Proportional distribution of murders of doctors by location in Italy, from 1988 to 2019(pie chart)

Clinical features of perpetrators of murdering of doctors in Italy, from 1988 to 2019 (psychiatric comparison)

Clinical features of perpetrators of murdering of doctors in Italy, from 1988 to 2019 (psychiatric comparison) 

Age distribution of doctors murdered and their perpetrators in Italy, from 1988 to 2019 (graph) 
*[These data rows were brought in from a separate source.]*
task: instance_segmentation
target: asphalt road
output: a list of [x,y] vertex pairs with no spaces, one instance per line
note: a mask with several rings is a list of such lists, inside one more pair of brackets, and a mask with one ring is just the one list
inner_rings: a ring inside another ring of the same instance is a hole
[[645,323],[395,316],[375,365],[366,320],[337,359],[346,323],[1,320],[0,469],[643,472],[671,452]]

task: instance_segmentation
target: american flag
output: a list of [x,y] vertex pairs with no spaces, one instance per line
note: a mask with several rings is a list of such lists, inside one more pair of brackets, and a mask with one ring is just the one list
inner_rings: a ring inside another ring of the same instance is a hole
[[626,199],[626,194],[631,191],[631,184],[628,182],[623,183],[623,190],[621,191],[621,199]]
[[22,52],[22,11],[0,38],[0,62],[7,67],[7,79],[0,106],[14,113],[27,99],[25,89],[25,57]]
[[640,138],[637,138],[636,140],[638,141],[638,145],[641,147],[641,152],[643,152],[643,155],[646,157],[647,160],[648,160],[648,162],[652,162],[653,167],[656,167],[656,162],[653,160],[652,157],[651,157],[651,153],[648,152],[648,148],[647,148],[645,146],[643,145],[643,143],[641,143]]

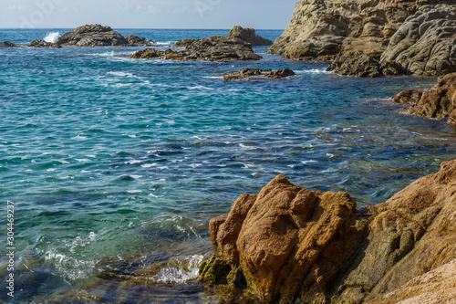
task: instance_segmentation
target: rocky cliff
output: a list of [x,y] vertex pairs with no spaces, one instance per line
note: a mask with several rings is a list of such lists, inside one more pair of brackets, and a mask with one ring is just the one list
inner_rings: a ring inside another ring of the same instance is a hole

Every country has their own laws with regards to malpractice by medical professionals and crimes against them.Ministry of Health and Family Welfare has published a letter "MECHANISM TO PREVENT VIOLENCE AGAINST DOCTORS" :-Further, violence against healthcare professionals is a criminal offence and needs to be dealt suitably by the State / UT Governments under provisions in Indian Penal Code (IPC) / Code of Criminal Procedure (CrPC) so that doctors/ clinical establishments discharge their professional pursuit without fear of violence. 

COUNTER MEASURES

a) Security of sensitive hospitals to be managed by a designated and trained force,

b) Installation of CCTV cameras and round the clock Quick Reaction Teams with effective communication / security gadgets particularly at Casualty, Emergency and areas having high footfalls,

c) Well-equipped centralized control room for monitoring and quick response,

d) Entry restriction for undesirable persons,

e) Institutional FIR against assaulters,

f) Display of legislation protecting doctors in every hospital and police station,
g) Appointment of Nodal Officer to monitor medical negligence,

h) Expeditious filling up of vacant posts of doctors and para-medical staff in hospitals / Primary Health Centres (PHCs) to avoid excessive burden / pressure on doctors and to maintain global doctor-patient ratio,

 i) Better infrastructural facilities and medical equipment and provision of extra monetary incentive for the doctors and para medical staff serving in hard/remote areas as compared to major and metro cities with better career prospects, etc. 

To put it in a nutshell,we as a society should have accountability and responsibility for our actions. Malpractice and misconducts should be condemned but in a legal way. Taking steps in a sensible manner is the way to an ideal society. "Together we can be the change".